Tensor problem

1. Nov 5, 2007

ponjavic

I hope no one minds but I'm gonna keep all my questions and solutions here and then write it down for the report =)

1. The problem statement, all variables and given/known data
1 Prove the following identities using index notation:
a) For vectors, u, v, w,
(u cross v) dot w = u dot (v cross w) XsolvedX

b)
For two second order tensors, show that trace(AB) = trace(BA) using index notation

c)
For two second order tensors, show that trace(AB) = trace(BA) using index notation
(AB)^t = B^t A^t

2 Consider a tensor V and a vector w related as follows
V_kj = e_ijk*w_i

a) Write out V as a 3 x 3 matrix

b) Show, using index notation, that V is a skew symmetric tensor (V = -V^t)
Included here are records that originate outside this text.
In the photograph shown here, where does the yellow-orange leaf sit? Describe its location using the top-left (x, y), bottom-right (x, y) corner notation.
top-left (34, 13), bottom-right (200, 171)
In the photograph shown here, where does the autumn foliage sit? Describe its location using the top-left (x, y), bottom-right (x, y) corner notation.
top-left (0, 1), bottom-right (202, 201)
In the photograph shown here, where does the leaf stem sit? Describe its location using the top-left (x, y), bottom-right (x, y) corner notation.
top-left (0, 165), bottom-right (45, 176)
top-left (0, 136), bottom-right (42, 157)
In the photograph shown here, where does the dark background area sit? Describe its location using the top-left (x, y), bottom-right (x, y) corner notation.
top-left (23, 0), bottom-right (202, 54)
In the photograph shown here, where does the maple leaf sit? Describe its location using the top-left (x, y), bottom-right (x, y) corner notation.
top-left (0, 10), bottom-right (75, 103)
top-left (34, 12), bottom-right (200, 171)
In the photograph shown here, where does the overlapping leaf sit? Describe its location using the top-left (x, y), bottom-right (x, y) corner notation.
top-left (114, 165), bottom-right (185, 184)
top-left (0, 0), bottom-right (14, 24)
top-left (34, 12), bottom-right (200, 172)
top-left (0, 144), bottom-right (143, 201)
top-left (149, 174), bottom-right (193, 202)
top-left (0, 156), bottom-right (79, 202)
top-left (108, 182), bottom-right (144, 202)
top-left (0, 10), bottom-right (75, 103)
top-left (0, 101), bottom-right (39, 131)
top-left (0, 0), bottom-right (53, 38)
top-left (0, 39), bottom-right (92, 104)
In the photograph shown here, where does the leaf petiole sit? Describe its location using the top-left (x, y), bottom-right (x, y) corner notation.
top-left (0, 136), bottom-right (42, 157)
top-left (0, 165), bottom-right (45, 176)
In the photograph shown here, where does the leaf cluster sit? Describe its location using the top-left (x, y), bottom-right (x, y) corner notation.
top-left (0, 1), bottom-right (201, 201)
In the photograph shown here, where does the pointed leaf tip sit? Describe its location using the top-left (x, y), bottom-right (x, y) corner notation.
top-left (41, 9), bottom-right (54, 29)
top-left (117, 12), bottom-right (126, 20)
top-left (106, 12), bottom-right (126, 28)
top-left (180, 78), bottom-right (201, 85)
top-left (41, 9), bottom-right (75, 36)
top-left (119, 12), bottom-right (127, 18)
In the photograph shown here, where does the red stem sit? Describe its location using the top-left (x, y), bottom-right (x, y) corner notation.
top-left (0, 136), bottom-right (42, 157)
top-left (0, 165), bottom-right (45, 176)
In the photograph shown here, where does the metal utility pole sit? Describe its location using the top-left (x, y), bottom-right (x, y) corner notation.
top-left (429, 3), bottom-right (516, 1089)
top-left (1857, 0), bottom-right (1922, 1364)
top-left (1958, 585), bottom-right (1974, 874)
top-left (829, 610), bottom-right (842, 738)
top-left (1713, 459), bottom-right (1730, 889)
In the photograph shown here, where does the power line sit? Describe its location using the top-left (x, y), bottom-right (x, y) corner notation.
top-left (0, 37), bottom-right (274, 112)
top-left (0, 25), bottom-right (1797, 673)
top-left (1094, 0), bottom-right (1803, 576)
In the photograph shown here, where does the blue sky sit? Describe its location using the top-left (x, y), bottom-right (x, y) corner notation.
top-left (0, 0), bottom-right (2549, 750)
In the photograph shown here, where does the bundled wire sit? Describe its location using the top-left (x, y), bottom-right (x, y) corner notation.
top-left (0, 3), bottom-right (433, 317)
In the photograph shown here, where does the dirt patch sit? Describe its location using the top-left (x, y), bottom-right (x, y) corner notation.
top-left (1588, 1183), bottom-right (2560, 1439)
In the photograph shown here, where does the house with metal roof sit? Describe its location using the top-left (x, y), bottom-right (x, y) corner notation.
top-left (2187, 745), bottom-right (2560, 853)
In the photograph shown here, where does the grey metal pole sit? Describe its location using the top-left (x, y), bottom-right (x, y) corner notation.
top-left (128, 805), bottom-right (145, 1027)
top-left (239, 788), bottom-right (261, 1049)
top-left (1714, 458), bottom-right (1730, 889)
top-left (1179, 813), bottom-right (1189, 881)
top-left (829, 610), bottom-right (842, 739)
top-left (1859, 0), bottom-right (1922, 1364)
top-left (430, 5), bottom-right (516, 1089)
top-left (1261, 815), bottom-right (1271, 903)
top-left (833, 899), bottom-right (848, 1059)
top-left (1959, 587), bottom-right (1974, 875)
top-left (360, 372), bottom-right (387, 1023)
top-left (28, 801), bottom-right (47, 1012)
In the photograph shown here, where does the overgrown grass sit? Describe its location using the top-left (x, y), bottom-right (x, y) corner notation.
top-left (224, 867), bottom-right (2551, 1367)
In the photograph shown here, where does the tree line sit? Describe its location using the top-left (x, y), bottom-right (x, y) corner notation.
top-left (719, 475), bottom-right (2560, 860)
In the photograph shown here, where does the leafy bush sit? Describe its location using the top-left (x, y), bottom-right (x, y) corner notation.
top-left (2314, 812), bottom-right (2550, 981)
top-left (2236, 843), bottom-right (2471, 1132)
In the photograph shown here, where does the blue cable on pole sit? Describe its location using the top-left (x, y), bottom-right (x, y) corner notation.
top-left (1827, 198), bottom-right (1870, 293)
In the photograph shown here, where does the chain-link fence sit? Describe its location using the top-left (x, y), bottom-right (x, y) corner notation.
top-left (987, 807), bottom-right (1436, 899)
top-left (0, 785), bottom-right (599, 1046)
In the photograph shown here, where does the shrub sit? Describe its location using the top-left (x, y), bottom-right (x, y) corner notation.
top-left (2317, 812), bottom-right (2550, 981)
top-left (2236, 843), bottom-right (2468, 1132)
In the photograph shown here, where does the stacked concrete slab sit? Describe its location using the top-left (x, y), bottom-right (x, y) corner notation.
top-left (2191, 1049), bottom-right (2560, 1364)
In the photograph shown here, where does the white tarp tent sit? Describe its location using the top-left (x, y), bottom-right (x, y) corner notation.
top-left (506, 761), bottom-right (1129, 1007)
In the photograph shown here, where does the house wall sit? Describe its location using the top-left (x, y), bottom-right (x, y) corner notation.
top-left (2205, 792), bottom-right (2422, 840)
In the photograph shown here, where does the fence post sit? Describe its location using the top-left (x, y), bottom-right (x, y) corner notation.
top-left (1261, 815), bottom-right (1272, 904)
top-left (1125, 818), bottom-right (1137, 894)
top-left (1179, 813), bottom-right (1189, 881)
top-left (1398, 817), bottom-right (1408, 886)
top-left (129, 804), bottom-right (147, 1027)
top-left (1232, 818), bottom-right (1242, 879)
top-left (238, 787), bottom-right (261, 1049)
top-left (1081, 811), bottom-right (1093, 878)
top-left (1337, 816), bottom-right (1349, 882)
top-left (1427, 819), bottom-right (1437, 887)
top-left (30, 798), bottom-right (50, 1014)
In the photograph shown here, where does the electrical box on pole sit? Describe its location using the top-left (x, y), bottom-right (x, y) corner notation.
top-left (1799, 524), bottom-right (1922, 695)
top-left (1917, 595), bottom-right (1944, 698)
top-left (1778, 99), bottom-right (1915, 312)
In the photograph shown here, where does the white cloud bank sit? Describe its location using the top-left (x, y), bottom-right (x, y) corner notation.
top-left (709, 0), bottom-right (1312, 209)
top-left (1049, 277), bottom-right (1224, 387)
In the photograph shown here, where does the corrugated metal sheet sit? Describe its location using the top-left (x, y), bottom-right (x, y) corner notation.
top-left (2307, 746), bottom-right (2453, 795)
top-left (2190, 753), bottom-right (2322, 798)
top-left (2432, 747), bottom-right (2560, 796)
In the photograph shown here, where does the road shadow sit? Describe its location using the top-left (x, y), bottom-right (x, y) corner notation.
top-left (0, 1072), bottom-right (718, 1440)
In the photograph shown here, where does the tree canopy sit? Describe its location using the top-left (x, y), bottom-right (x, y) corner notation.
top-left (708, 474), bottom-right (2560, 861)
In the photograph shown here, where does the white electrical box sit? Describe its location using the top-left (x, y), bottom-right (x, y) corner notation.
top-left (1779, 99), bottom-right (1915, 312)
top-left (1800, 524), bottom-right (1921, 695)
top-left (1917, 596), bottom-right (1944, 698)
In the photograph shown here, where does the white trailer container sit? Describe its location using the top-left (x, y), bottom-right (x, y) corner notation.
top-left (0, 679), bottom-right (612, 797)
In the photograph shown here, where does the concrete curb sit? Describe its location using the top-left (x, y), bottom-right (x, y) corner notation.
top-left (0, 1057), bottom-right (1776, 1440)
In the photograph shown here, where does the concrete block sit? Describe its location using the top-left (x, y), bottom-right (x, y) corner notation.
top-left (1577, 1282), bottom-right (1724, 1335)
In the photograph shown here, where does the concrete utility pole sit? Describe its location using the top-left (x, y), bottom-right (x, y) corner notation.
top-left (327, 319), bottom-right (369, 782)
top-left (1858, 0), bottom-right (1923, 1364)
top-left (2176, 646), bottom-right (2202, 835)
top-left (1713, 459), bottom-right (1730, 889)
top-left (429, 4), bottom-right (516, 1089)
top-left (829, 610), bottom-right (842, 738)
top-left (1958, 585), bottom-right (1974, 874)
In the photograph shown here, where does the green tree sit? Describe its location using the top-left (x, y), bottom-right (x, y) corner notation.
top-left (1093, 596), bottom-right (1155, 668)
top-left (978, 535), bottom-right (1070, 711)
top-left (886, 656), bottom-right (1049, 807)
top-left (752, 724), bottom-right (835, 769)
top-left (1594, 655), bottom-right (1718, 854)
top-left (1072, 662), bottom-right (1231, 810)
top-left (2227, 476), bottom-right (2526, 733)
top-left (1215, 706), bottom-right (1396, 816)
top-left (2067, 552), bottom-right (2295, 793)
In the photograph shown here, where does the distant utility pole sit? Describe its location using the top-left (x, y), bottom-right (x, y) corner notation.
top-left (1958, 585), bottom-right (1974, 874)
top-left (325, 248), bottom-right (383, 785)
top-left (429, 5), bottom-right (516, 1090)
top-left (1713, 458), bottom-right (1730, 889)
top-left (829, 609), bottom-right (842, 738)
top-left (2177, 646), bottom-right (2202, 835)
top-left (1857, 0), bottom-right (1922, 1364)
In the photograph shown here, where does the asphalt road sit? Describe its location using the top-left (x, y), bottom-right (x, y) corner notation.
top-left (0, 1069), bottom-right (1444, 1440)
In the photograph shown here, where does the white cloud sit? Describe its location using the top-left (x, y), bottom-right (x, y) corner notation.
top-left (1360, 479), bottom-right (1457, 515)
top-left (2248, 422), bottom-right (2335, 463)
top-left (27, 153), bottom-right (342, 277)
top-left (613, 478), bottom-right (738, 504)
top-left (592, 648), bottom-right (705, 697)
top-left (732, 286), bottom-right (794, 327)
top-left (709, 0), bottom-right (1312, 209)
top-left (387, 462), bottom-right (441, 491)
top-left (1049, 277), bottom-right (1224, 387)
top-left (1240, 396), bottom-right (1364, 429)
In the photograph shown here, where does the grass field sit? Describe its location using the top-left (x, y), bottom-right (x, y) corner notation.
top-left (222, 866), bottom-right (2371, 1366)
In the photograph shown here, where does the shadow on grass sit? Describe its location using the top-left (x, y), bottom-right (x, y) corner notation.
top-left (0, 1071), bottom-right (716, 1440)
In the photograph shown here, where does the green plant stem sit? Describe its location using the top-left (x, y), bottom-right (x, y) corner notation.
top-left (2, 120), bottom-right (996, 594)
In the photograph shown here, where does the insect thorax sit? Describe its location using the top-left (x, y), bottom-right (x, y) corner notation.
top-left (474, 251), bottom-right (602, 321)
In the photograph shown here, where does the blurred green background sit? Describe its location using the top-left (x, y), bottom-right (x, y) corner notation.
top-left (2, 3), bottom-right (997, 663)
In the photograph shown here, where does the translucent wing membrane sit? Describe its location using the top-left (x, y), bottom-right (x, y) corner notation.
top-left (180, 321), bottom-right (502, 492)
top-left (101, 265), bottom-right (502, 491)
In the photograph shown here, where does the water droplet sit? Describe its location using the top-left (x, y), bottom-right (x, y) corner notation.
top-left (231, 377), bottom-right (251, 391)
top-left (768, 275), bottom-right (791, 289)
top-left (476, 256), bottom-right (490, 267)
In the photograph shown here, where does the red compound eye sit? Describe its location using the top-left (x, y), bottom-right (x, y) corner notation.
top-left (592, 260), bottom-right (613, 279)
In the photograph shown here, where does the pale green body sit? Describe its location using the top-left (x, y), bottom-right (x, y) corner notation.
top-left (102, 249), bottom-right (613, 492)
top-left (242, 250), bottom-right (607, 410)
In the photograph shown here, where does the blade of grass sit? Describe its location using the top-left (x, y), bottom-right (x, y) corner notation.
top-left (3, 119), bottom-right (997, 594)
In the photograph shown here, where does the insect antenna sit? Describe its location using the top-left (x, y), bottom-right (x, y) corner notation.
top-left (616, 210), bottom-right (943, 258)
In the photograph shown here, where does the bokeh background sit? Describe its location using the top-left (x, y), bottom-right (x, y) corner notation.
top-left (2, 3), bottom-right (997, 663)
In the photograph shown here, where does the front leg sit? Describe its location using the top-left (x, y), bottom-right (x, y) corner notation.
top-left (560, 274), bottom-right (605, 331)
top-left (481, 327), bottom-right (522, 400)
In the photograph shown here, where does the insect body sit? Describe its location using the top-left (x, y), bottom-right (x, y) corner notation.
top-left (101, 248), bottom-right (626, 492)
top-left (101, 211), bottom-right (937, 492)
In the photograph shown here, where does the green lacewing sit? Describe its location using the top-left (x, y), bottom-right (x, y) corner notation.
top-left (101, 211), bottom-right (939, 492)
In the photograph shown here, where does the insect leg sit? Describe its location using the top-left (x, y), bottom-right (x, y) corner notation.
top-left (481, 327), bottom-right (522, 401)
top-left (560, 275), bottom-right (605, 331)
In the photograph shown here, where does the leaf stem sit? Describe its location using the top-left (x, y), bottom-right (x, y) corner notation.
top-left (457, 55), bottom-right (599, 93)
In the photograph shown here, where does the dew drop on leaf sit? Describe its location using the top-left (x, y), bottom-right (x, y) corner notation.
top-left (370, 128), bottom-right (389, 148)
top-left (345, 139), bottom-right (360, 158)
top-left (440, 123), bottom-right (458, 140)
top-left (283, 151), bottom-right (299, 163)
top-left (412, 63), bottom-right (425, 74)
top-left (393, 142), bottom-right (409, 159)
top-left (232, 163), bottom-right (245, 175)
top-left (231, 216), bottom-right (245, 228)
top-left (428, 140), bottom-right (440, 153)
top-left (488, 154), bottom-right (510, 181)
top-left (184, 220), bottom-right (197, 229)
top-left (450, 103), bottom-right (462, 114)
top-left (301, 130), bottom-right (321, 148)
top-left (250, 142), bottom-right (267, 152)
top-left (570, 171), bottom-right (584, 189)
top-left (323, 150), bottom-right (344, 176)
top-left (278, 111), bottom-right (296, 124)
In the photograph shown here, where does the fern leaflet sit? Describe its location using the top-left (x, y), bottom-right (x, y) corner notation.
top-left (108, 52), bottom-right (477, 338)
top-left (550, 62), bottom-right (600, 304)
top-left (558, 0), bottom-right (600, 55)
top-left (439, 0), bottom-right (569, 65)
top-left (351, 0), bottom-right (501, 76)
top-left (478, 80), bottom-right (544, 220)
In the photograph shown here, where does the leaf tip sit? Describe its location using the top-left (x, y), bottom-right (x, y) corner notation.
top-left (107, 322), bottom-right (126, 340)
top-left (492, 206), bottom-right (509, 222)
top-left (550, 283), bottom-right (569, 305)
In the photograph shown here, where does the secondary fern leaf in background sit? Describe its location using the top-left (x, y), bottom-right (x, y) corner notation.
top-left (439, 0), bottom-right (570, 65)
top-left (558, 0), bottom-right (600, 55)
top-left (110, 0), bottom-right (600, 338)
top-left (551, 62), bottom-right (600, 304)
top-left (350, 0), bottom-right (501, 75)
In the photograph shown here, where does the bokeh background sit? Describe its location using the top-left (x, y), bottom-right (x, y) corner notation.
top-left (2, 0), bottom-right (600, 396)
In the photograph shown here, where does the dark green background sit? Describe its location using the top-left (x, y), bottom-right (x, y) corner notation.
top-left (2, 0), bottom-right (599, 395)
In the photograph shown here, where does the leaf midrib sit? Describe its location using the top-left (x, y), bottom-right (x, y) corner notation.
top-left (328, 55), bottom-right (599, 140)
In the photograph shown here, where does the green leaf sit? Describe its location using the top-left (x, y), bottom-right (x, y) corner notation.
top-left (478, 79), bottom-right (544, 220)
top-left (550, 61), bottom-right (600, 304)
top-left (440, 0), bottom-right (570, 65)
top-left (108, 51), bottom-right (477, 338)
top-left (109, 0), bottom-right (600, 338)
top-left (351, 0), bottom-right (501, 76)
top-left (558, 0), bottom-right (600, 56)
c) Show, using index notation or otherwise, that for any vector, v,
Vv = w x v

d) Show, using index notation, that the vector w is written in terms of V by,
w_i = 1/2 * e_ijk * V_kj

The vector w is known as the vector dual of the skew symmetric tensor V

Note: For part (d) you may make use of one or the both identities:
e_ijk * e_ipq = delta_jp * delta_kq - delta_kp * delta_jq
e_ijk * e_jkr = e_ijk * e_rjk = 2delta_ir

2. Relevant equations
a)
(u dot v) = uivj
(u cross v) = eijkujvk
(eijk is the permutation tensor)

b)
trace(A) = Aii

3. The attempt at a solution
(u cross v) dot w= eijkujvk * wi =
eijkwiujvk =
ejkiuivjwk =
(as eijk = ejki) number of permutations are even:
eijkvjwk * ui=
u dot (v cross w)

solved

b)
trace(AB) = trace(ABij) = trace(AikBkj) = AikBki = BkiAik = trace(BkiAjk) =
trace(BAij) = trace(BA)

c)
A=Aik, A^t = Aki
B=Bkj, B^t = Bjk
(AB)^t = (AikBkj)^t .. not quite sure how the transpose operation would work on a multiplication

2
a)
V_kj =
w1, w1, w1
w2, w2, w2
w3, w3, w3

No idea what to do with e_ijk...

b)
For A to be skew symmetric, A^t = -A

V_kj^t = ... Do not know how to transpose e_ijk * w_i
possibly: e_ikj * w_k
Then permutation k <-> j:
-e_ijk * w_k = -V_kj

Is this allowed?

Last edited: Nov 5, 2007
2. Nov 5, 2007

Meir Achuz

a) your cyclic permuttation of ijk is correct because e_ijk is invarinat ulnder cyclic permutation.

b) recall (AB)_ij=AikBkj. Now the trace sets i=j and sums.

3. Nov 5, 2007

ponjavic

edit: check first post

Last edited: Nov 5, 2007
4. Nov 7, 2007

ponjavic

Comon people I'm really struggling with this, no one done tensors?

5. Nov 7, 2007

cristo

Staff Emeritus
Sorry, I forgot that we were at your beck and call

6. Nov 7, 2007

ponjavic

Helpful, I hope you can do tensors and aren't just wasting my time

7. Nov 7, 2007

cristo

Staff Emeritus
For (c) you know how to write a product, you know how to write a transpose, and so you should be able to write the transpose of that product.

The parts you've answered from 2 look correct.